The previous does not work on Python 3.7, consider the following way to get the first element.
# get an iterable
context = iterparse(source, events=("start", "end"))
is_first = True
for event, elem in context:
# get the root element
if is_first:
root = elm
is_first = False
if event == "end" and elem.tag == "record":
... process record elements ...
root.clear()
回答2:
Have you tried The cElementTree Module?
cElementTree is included with Python 2.5 and later, as xml.etree.cElementTree. Refer the benchmarks.
removed dead ImageShack link
回答3:
I recommend you to use lxml, it's a python binding for the libxml2 library which is really fast.
In my experience, libxml2 and expat have very similar performance. But I prefer libxml2 (and lxml for python) because it seems to be more actively developed and tested. Also libxml2 has more features.
lxml is mostly API compatible with xml.etree.ElementTree. And there is good documentation in its web site.
回答4:
Registering callbacks slows down the parsing tremendously. [EDIT]This is because the (fast) C code has to invoke the python interpreter which is just not as fast as C. Basically, you're using the C code to read the file (fast) and then build the DOM in Python (slow).[/EDIT]
Try to use xml.etree.ElementTree which is implemented 100% in C and which can parse XML without any callbacks to python code.
After the document has been parsed, you can filter it to get what you want.

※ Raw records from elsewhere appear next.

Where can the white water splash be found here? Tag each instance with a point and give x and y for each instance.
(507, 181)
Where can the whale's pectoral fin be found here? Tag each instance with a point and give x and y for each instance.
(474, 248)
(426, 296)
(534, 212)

If that's still too slow and you don't need a DOM another option is to read the file into a string and use simple string operations to process it.
回答5:
If your application is performance-sensitive and likely to encounter large files (like you said, > 1GB) then I'd strongly advise against using the code you're showing in your question for the simple reason that it loads the entire document into RAM. I would encourage you to rethink your design (if at all possible) to avoid holding the whole document tree in RAM at once. Not knowing what your application's requirements are, I can't properly suggest any specific approach, other than the generic piece of advice to try to use an "event-based" design.
回答6:
expat ParseFile works well if you don't need to store the entire tree in memory, which will sooner or later blow your RAM for large files:
import xml.parsers.expat
parser = xml.parsers.expat.ParserCreate()

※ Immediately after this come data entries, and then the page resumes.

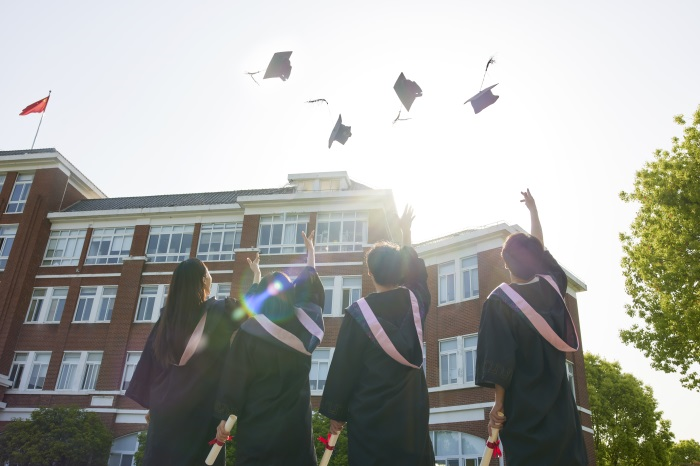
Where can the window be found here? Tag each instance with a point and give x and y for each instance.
(151, 300)
(217, 241)
(19, 194)
(446, 283)
(109, 245)
(37, 375)
(95, 304)
(320, 362)
(170, 243)
(457, 448)
(132, 358)
(458, 360)
(46, 305)
(341, 292)
(64, 247)
(17, 370)
(470, 278)
(220, 290)
(281, 234)
(7, 237)
(79, 370)
(570, 377)
(341, 231)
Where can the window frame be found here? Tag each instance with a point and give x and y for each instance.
(21, 202)
(103, 235)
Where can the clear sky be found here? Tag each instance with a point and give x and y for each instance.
(151, 98)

parser.ParseFile(open('path.xml', 'r'))
It reads the files into chunks, and feeds them to the parser without exploding RAM.
Doc: https://docs.python.org/2/library/pyexpat.html#xml.parsers.expat.xmlparser.ParseFile
回答7:
I spent quite some time trying this out and it seems the fastest and the least memory intensive approach is using lxml and iterparse, but making sure to free unneeded memory. In my example, parsing arXiv dump:
from lxml import etree
context = etree.iterparse('path/to/file', events=('end',), tag='Record')

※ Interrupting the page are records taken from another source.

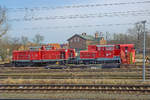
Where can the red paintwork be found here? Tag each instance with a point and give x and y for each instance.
(88, 54)
(43, 54)
(124, 51)
(21, 55)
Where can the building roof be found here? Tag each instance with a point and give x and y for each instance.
(86, 37)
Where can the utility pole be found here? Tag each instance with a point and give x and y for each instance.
(143, 22)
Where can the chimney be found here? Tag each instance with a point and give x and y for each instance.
(96, 35)
(84, 34)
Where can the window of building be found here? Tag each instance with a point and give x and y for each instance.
(78, 39)
(74, 39)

for event, element in context:
record_id = element.findtext('.//{http://arxiv.org/OAI/arXiv/}id')
created = element.findtext('.//{http://arxiv.org/OAI/arXiv/}created')
print(record_id, created)
# Free memory.
element.clear()
while element.getprevious() is not None:
del element.getparent()[0]
So element.clear
is not enough, but also the removal of any links to previous elements.
回答8:
Apparently PyRXP is really fast.
They claim it is the fastest parser - but cElementTree isn't in their stats list.